Contestados 60 requerimentos em Terras Indígenas
Um grupo de organizações indígenas contesta, na Justiça, 60 processos ativos na Agência Nacional de Mineração (ANM) que têm como meta a exploração de ouro em terras do médio e alto rio Negro. Segundo as organizações, caso os projetos avancem, podem impactar mais de 45 mil indígenas, de acordo com documento da Federação das Organizações Indígenas do Rio Negro (Foirn), protocolado em julho na Justiça Federal no Amazonas. A petição tem como base um levantamento do Instituto Socioambiental (ISA).
A região do alto e médio rio Negro é conhecida como Cabeça do Cachorro e engloba indígenas de 23 etnias, que convivem em 750 comunidades de nove terras indígenas, nas imediações de São Gabriel da Cachoeira, Santa Isabel do Rio Negro e Barcelos. Os 60 requerimentos ativos na ANM buscam autorizações para pesquisa e exploração de ouro em áreas que somam 149 mil hectares, quase o tamanho da cidade de São Paulo. A manutenção destes processos ativos contraria decisões da Justiça Federal no Amazonas, que já determinou a invalidação dos mesmos diante da ilegalidade da exploração de ouro e outros minérios em áreas de terras indígenas.
Dos 60 pedidos da ANM, 25 foram protocolados no governo Jair Bolsonaro, à espera de regulamentação.
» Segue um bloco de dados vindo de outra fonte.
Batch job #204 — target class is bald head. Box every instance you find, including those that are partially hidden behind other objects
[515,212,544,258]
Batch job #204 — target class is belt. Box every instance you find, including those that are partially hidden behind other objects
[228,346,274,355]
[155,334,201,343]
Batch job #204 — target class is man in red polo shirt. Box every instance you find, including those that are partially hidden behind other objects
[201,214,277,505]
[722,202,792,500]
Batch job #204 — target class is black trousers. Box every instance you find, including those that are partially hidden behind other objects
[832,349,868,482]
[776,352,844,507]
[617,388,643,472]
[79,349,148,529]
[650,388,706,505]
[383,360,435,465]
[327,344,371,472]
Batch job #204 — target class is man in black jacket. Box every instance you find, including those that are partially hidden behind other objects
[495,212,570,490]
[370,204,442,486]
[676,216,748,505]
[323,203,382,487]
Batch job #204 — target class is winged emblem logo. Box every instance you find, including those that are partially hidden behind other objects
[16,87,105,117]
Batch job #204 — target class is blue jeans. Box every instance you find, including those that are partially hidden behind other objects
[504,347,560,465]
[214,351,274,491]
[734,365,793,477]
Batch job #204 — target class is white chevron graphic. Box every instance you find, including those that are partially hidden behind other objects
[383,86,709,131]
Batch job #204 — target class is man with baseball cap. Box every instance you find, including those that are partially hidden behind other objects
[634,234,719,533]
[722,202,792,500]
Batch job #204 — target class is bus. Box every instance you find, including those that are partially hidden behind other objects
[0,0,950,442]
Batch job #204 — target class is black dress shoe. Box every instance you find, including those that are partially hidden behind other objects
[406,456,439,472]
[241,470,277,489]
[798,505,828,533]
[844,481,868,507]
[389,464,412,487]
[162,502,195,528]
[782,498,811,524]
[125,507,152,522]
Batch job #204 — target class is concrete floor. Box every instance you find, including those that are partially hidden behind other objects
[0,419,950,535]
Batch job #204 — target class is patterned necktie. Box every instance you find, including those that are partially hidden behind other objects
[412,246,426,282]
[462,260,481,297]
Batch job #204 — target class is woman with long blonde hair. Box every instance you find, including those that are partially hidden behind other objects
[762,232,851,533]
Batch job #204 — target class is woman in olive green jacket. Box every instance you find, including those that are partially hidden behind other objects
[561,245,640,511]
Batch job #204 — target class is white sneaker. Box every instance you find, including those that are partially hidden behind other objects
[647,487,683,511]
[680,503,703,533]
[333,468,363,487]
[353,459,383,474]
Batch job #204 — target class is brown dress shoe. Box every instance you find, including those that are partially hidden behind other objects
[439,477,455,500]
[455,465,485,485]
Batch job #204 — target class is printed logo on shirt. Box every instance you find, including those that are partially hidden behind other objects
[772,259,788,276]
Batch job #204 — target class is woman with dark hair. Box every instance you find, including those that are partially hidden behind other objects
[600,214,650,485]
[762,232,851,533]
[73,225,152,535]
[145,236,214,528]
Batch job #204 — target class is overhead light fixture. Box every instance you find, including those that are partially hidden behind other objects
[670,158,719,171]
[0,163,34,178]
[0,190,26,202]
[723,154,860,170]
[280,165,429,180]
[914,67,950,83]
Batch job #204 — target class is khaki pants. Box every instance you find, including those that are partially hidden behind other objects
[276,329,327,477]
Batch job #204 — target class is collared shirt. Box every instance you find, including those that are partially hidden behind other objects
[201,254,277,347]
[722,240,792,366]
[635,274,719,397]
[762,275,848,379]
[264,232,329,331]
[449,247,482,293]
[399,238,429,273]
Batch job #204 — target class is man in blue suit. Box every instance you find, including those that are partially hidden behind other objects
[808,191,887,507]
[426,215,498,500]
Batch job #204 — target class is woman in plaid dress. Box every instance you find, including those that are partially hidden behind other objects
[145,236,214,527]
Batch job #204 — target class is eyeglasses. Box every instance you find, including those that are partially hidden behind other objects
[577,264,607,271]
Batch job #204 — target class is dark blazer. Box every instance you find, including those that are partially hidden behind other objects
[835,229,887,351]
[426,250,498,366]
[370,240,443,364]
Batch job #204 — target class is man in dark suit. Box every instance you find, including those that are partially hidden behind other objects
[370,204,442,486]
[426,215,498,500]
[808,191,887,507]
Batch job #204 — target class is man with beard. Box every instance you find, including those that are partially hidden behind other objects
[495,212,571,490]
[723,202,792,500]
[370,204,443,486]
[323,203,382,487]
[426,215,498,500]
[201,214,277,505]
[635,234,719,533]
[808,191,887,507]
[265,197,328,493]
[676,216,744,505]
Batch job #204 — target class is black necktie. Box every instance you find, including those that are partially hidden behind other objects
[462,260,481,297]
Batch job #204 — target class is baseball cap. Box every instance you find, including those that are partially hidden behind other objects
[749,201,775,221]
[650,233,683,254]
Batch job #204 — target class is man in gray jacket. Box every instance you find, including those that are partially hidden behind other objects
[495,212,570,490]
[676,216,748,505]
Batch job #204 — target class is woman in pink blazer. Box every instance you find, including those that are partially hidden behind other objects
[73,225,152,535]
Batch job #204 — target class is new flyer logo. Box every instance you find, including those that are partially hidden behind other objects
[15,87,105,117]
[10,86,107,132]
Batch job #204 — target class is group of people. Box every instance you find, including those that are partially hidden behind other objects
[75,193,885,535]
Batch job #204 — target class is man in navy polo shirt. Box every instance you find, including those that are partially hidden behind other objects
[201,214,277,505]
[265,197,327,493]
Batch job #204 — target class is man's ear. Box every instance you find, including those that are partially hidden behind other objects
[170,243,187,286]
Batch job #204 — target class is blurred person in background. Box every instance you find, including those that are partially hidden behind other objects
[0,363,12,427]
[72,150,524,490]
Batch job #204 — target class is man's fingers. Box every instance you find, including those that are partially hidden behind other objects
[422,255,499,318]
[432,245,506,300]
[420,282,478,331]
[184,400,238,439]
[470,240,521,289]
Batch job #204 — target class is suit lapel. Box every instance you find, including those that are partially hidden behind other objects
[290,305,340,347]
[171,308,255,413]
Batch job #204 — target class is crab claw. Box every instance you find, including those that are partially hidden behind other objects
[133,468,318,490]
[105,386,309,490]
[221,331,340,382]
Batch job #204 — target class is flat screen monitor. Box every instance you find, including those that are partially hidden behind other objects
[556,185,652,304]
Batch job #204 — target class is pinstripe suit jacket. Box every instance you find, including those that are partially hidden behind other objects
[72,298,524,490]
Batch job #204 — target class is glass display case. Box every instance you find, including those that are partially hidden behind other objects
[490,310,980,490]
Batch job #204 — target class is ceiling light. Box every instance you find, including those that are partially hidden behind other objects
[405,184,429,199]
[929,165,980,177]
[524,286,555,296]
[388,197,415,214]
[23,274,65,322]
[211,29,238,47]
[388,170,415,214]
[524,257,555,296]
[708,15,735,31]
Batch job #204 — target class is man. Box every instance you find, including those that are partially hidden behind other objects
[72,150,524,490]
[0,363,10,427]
Caso sejam levados em consideração outros processos de exploração mineral, referentes a estanho, cassiterita, nióbio, cascalho e areia, o número de requerimentos ativos chega a 77.
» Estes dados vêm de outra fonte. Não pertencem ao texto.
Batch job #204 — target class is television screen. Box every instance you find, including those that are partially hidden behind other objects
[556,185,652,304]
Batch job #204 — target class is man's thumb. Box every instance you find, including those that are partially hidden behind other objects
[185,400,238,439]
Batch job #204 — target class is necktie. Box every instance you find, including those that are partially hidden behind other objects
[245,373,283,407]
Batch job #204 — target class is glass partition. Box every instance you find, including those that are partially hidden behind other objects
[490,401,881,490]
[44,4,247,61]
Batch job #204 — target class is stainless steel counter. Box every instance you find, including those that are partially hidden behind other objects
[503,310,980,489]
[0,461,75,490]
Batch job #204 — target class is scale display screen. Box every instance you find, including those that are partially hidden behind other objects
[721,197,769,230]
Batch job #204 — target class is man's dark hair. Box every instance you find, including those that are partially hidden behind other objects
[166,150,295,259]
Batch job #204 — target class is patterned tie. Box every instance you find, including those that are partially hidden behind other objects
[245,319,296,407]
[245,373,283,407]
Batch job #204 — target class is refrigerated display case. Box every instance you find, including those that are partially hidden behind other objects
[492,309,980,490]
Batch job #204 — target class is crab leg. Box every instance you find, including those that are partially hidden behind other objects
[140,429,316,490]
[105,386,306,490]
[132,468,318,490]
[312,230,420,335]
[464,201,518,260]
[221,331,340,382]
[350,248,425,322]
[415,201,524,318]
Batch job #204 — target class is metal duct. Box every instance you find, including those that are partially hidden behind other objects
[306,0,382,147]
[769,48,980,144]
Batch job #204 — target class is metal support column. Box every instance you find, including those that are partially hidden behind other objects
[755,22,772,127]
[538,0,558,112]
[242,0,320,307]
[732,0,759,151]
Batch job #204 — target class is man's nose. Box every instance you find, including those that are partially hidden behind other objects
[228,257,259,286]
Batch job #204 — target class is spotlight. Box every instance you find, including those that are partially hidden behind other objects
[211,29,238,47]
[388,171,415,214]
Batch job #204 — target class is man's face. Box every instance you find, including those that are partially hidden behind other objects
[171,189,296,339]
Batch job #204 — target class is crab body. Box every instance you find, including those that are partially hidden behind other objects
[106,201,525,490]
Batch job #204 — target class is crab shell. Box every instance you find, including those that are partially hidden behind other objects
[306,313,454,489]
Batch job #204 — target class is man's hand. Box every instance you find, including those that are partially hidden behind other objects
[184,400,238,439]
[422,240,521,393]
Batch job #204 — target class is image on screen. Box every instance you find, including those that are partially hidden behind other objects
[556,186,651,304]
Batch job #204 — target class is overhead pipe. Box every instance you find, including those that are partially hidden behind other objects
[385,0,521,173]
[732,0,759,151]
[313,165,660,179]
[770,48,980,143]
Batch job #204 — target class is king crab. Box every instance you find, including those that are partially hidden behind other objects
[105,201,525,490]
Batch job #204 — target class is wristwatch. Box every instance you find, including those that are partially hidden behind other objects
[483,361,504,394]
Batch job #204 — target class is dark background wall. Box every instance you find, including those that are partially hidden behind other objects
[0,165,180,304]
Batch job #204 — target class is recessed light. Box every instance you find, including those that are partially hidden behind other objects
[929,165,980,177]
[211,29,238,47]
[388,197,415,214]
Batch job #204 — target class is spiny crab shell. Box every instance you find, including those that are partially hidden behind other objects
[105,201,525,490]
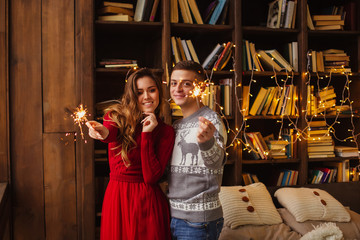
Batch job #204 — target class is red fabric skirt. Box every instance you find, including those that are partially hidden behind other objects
[100,180,171,240]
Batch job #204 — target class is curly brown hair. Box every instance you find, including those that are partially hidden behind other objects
[106,68,163,167]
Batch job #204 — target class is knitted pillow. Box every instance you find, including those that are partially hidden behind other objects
[274,188,350,222]
[219,183,282,229]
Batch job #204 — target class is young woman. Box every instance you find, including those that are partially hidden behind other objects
[87,69,175,240]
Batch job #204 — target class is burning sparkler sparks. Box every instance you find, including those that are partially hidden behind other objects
[71,104,88,139]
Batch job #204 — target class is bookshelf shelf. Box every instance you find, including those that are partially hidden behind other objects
[242,26,300,36]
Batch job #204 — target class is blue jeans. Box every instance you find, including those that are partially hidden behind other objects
[170,218,224,240]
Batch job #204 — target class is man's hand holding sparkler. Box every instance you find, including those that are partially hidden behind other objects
[86,121,109,140]
[197,117,216,143]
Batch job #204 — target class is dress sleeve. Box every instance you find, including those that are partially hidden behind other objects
[102,113,118,143]
[141,124,175,184]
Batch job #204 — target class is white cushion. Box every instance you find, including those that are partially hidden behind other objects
[274,188,350,222]
[219,183,282,229]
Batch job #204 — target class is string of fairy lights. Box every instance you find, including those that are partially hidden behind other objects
[183,42,360,170]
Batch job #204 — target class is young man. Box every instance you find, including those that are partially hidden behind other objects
[168,61,227,240]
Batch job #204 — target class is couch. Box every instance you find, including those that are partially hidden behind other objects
[220,182,360,240]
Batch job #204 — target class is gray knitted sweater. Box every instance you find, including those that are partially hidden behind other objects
[168,107,227,222]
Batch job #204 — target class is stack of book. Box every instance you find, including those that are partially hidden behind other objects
[312,15,345,30]
[335,146,359,157]
[317,86,336,113]
[323,49,351,73]
[202,41,234,71]
[266,0,297,28]
[97,1,134,22]
[307,120,335,158]
[171,36,200,63]
[99,58,138,68]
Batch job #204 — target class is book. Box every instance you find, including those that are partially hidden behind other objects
[142,0,154,22]
[96,6,134,16]
[213,42,233,71]
[307,145,334,152]
[98,14,134,22]
[181,39,192,61]
[283,1,295,28]
[257,49,281,72]
[249,87,267,116]
[170,0,179,23]
[105,63,138,68]
[315,20,345,26]
[187,0,204,24]
[186,40,200,63]
[103,1,134,9]
[312,15,341,21]
[175,37,186,60]
[203,0,219,23]
[245,40,253,70]
[265,49,293,72]
[134,0,145,22]
[202,43,225,69]
[241,86,250,116]
[217,0,230,25]
[315,25,344,30]
[170,36,181,63]
[209,0,228,25]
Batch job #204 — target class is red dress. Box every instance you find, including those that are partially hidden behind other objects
[100,116,175,240]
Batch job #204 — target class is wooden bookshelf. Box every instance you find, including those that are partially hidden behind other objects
[94,0,360,231]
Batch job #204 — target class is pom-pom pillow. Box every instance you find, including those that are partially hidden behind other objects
[274,188,350,222]
[219,183,282,229]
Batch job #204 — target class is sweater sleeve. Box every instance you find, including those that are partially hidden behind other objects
[141,124,175,184]
[102,113,118,143]
[199,116,227,170]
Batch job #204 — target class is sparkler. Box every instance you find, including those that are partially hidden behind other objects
[191,82,205,108]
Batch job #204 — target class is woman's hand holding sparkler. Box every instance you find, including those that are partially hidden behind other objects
[141,112,158,132]
[197,117,216,143]
[86,121,109,140]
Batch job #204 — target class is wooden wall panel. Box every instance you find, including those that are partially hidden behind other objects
[43,133,77,240]
[0,0,9,182]
[42,0,79,132]
[9,0,45,239]
[75,0,95,237]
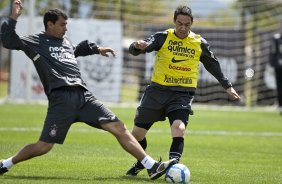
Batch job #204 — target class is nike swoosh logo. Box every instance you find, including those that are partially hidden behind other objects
[171,57,187,63]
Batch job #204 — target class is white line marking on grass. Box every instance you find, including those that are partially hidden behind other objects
[0,127,282,137]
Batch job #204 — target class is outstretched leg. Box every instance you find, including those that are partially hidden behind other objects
[0,141,54,174]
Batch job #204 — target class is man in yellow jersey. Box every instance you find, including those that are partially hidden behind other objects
[126,6,240,176]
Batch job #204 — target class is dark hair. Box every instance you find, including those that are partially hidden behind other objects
[43,9,68,30]
[173,6,194,22]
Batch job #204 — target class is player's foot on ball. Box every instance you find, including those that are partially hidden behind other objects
[148,158,178,180]
[126,161,144,176]
[0,160,8,175]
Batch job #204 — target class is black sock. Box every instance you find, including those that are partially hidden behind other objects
[137,137,147,166]
[169,137,184,162]
[138,137,147,150]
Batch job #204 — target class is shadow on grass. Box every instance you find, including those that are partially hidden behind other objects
[0,175,166,183]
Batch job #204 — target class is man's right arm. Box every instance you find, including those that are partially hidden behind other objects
[1,0,24,50]
[1,17,24,50]
[129,31,167,56]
O ministro do GSI (Gabinete de Segurança Institucional), general Augusto Heleno, autorizou o avanço de sete projetos de exploração de ouro na região da Cabeça do Cachorro, que somam 12,7 mil hectares e estão em trechos e ilhas do rio Negro que cortam duas terras indígenas, onde vivem povos de 11 etnias. O ministro do GSI é secretário-executivo do Conselho de Defesa Nacional, a quem cabe autorizar projetos de mineração na faixa de fronteira – até 150 km adentro. Depois da revelação, partidos e congressistas apresentaram pedidos ao STF (Supremo Tribunal Federal), PGR (Procuradoria-Geral da República), MPF (Ministério Público Federal) e Congresso para derrubar os atos de Heleno. O MPF passou a investigar as autorizações. Duas ações passaram a tramitar no STF. O ministro Heleno decidiu cancelar as medidas, diante da constatação por órgãos do governo de que os chamados assentimentos prévios liberaram projetos em áreas de terras indígenas.
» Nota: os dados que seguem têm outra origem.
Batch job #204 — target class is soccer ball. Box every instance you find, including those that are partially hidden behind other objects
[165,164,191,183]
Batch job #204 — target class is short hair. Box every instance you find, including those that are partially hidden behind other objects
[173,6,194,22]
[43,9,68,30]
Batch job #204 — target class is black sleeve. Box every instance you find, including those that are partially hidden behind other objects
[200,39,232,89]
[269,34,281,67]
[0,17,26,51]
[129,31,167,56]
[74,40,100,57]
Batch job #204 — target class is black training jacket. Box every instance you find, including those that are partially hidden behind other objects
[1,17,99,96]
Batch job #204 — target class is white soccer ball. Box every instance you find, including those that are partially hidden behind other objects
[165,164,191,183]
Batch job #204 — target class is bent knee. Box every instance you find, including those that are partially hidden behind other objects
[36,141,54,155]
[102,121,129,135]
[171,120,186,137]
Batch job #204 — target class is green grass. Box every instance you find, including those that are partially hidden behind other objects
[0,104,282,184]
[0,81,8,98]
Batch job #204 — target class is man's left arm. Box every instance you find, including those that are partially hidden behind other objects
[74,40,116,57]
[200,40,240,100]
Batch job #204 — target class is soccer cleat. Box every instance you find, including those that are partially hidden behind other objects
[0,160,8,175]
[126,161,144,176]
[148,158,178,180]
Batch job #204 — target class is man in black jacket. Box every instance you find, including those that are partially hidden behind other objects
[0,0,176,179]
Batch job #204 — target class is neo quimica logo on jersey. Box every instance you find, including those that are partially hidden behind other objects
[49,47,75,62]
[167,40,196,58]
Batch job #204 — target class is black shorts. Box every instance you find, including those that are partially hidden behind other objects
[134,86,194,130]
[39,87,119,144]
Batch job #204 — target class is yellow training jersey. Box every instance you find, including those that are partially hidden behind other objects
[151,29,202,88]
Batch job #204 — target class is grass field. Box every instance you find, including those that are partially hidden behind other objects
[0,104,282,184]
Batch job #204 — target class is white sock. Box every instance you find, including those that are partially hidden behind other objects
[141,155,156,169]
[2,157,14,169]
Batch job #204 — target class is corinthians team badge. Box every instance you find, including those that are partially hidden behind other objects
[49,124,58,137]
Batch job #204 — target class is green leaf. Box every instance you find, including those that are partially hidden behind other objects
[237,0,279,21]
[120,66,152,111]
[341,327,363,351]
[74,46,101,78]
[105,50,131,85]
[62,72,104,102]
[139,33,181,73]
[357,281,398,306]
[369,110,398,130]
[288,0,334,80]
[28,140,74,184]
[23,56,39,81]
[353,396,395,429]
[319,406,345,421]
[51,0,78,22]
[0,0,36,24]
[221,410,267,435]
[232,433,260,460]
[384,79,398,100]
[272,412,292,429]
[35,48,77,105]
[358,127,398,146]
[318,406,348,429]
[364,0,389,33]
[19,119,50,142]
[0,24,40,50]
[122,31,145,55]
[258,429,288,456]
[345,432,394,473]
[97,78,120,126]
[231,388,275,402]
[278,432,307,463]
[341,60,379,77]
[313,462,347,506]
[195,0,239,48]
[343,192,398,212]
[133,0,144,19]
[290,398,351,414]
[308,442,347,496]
As organizações levaram em conta os requerimentos ativos nas áreas das terras indígenas Jurubaxi-Téa, Rio Téa, Yanomami, Médio Rio Negro I, Médio Rio Negro II e Cué-Cué Marabitanas – um dos assentimentos prévios assinados por Heleno incidia sobre esta última. A região é um “mosaico de áreas ambientalmente protegidas”, segundo a petição da Foirn. Além das terras indígenas, a área inclui o Parque Nacional Pico da Neblina – também afetada pela autorização do ministro do GS I- e a Floresta Nacional do Amazonas. “É a maior região úmida do mundo”, cita o documento protocolado na Justiça. “O rio, além de ser fonte de recursos naturais para estes povos, compreende a dimensão da territorialidade ancestral dos indígenas que milenarmente ocupam a bacia do rio Negro”, afirma a Foirn na petição. “É, ainda, um local sagrado, que integra a cosmovisão indígena, sendo palco de diversos mitos de origens dos diferentes povos que habitam a região”.
O presidente da Foim, Marivelton Barroso, afirma que qualquer exploração minerária no rio Negro impacta as terras indígenas e os povos que moram nesses territórios. “Os mais afetados seremos nós. Não são o governo, as empresas, a sociedade urbana, mas a gente que está dentro do território. Não temos proteção do Estado, e o assédio acaba chegando às comunidades”, diz.